Fairfax completes acquisition of BIAL shares

Pays Rs 2,522 crore to buy 38% stake in India's third-largest airport operator

Fairfax
A man walks past a Fairfax Holdings sign directing shareholders to the meeting, at the annual general meeting for shareholders in Toronto. <b>Photo: Reuters<b/>
T E NarasimhanRaghu Krishnan Chennai/Bengaluru
Last Updated : Mar 25 2017 | 1:06 AM IST
Fairfax India, owned by Indian-born Canadian billionaire Prem Watsa, has completed the acquisition of 38 per cent share in Bangalore International Airport (BIAL), the operator of India’s third largest airport. The deal comes a year later after the firm announced its intention.
 
The firm paid Rs 2,522 crore for the shares. It will give Fairfax India the operational control over the airport that handled over 19 million passengers last year. 
 
Watsa’s company acquired 33 per cent stake from the debt-ridden GVK group and the other five per cent from Flughafen Zürich. The Centre and the state each own 13 per cent stake in the airport.
 
BIAL, which is building a second runway and looking at an additional terminal to handle growth in airlines, has seen its traffic double from 10.1 million in 2007-08.
 
In March 2016, Fairfax India agreed to purchase the stake from GVK for Rs 2,160 crore, implying an equity value of Rs 6,542 crore for the entire firm.
 
Concurrently, the financial services firm, through a wholly-owned subsidiary, entered into a separate agreement to acquire an additional five per cent equity from Zurich Airports’ interest in BIAL for Rs 320 crore.
 
The delay in getting security clearances from the government had led Watsa to meet Prime Minister Narendra Modi in January.

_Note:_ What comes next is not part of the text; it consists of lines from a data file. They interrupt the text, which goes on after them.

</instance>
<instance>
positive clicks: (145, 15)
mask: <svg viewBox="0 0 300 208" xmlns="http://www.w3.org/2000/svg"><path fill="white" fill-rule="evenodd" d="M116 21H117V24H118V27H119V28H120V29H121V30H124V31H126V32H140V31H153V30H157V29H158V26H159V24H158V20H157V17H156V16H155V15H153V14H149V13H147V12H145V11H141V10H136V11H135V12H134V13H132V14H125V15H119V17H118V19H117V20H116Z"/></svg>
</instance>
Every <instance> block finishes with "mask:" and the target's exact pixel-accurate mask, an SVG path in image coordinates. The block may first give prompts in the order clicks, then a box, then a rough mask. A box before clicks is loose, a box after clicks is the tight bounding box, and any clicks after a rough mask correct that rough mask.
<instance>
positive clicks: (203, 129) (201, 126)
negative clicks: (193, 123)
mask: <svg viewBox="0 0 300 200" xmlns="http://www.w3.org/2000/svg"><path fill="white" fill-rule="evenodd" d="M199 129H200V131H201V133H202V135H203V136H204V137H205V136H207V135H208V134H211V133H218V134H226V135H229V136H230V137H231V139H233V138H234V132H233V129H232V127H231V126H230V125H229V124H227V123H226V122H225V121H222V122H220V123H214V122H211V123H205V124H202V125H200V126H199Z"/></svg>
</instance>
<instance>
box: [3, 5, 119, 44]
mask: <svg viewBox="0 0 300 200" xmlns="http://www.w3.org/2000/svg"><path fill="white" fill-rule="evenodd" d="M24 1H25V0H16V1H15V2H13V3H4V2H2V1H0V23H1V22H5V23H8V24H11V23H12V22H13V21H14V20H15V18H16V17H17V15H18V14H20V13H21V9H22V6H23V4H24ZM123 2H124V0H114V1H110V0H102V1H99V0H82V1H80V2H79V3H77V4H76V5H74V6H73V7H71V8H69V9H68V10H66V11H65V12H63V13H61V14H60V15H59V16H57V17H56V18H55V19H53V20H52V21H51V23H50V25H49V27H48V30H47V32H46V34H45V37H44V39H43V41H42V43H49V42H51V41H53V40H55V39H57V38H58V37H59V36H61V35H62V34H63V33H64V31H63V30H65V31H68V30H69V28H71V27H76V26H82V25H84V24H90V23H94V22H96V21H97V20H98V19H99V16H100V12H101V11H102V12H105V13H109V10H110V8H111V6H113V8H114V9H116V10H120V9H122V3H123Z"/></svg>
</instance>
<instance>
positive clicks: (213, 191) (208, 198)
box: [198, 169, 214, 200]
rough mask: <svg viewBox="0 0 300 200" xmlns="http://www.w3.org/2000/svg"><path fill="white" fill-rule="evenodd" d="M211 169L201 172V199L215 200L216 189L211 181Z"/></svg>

In a letter to the shareholders, he had said, “We are very excited about this investment.”
 
The acquisition comes when the country’s civil aviation sector is growing at about 25 per cent annually and the government eyeing an improvement in regional connectivity. The move would get more Indians to travel by air from smaller towns, acting as a feeder to large airports such as BIAL.
 
BIAL has 460 acres of excess land that can be monetised by the operator. So far, except building a hotel next to the airport and leasing it to Taj Hotels Resorts and Palaces on a management contract, the rest of the land is undeveloped.